I made a code to generate a dendrogram as you can see in the image, using the hclust
function. So, I would like help in the interpretation of this dendrogram. Note that the locations of these points are close. What does this dendrogram result I'm having mean, can you help me? I would really like a more complete analysis of the generated output.
library(geosphere)
Points_properties<-structure(list(Propertie=c(1,2,3,4,5,6,7,8,9,10,11,12,13,14,15,16,17,18,19,20,21,22,23,24,25,26,27,28,29), Latitude = c(-24.781624, -24.775017, -24.769196,
-24.761741, -24.752019, -24.748008, -24.737312, -24.744718, -24.751996,
-24.724589, -24.8004, -24.796899, -24.795041, -24.780501, -24.763376,
-24.801715, -24.728005, -24.737845, -24.743485, -24.742601, -24.766422,
-24.767525, -24.775631, -24.792703, -24.790994, -24.787275, -24.795902,
-24.785587, -24.787558), Longitude = c(-49.937369,
-49.950576, -49.927608, -49.92762, -49.920608, -49.927707, -49.922095,
-49.915438, -49.910843, -49.899478, -49.901775, -49.89364, -49.925657,
-49.893193, -49.94081, -49.911967, -49.893358, -49.903904, -49.906435,
-49.927951, -49.939603, -49.941541, -49.94455, -49.929797, -49.92141,
-49.915141, -49.91042, -49.904772, -49.894034)), row.names = c(NA, -29L), class = c("tbl_df", "tbl",
"data.frame"))
coordinates<-subset(Points_properties,select=c("Latitude","Longitude"))
plot(coordinates[,2:1])
text(x = Points_properties$Longitude,
y= Points_properties$Latitude, labels=Points_properties$Propertie, pos=2)

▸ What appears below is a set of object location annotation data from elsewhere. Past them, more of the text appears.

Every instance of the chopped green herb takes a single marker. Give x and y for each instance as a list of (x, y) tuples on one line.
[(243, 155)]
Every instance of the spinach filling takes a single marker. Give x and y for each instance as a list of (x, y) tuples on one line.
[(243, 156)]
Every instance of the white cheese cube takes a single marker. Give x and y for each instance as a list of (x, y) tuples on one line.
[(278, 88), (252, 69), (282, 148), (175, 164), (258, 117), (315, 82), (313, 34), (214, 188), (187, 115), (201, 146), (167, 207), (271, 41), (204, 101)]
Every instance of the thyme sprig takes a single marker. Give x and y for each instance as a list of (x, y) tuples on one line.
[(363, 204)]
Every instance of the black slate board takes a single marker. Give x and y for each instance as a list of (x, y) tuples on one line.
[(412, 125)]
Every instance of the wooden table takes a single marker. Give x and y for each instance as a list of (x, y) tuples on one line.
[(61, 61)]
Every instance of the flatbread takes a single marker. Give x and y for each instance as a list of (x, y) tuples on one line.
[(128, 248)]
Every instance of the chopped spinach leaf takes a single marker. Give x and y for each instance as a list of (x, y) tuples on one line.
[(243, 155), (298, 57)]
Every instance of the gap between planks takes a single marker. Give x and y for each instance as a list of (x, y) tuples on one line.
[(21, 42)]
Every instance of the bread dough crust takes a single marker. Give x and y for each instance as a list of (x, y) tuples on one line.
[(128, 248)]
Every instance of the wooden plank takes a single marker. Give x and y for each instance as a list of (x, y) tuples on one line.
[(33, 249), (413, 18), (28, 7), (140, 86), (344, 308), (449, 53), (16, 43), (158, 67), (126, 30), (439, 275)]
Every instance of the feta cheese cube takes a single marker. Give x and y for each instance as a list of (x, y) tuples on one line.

d<-distm(coordinates[,2:1])
d<-as.dist(d)
fit.average<-hclust(d,method="average")
plot(fit.average,hang=-1,cex=.8, main = "")
You chose to perform hierarchical clustering using average
method.
According to ?hclust
:
This function performs a hierarchical cluster analysis using a set of dissimilarities for the n objects being clustered. Initially, each object is assigned to its own cluster and then the algorithm proceeds iteratively, at each stage joining the two most similar clusters, continuing until there is just a single cluster. At each stage distances between clusters are recomputed
You can follow what happens using the merge
field:
Row i of merge describes the merging of clusters at step i of the clustering. If an element j in the row is negative, then observation −j was merged at this stage. If j is positive then the merge was with the cluster formed at the (earlier) stage j of the algorithm
fit.average$merge
[,1] [,2]
[1,] -21 -22
[2,] -15 1
[3,] -13 -24
[4,] -6 -20
[5,] -2 -23
[6,] -16 -27
...
This is what you see in the dendogram:
The height on the y-axis of the dendogram represents the distance between a point and the center of the cluster it's associated to (because you use method average
).
You could then call rect.clust
which allows various arguments, like the number of groups k
you'd like:
rect.hclust(fit.average, k=3)
You can also use output of rect.clust
to color the original points:
groups <- rect.hclust(fit.average, k=3)
groups
#[[1]]
# [1] 5 6 7 8 9 10 17 18 19 20
#[[2]]
# [1] 1 2 3 4 15 21 22 23
#[[3]]
# [1] 11 12 13 14 16 24 25 26 27 28 29
colors <- rep(1:length(groups),lengths(groups))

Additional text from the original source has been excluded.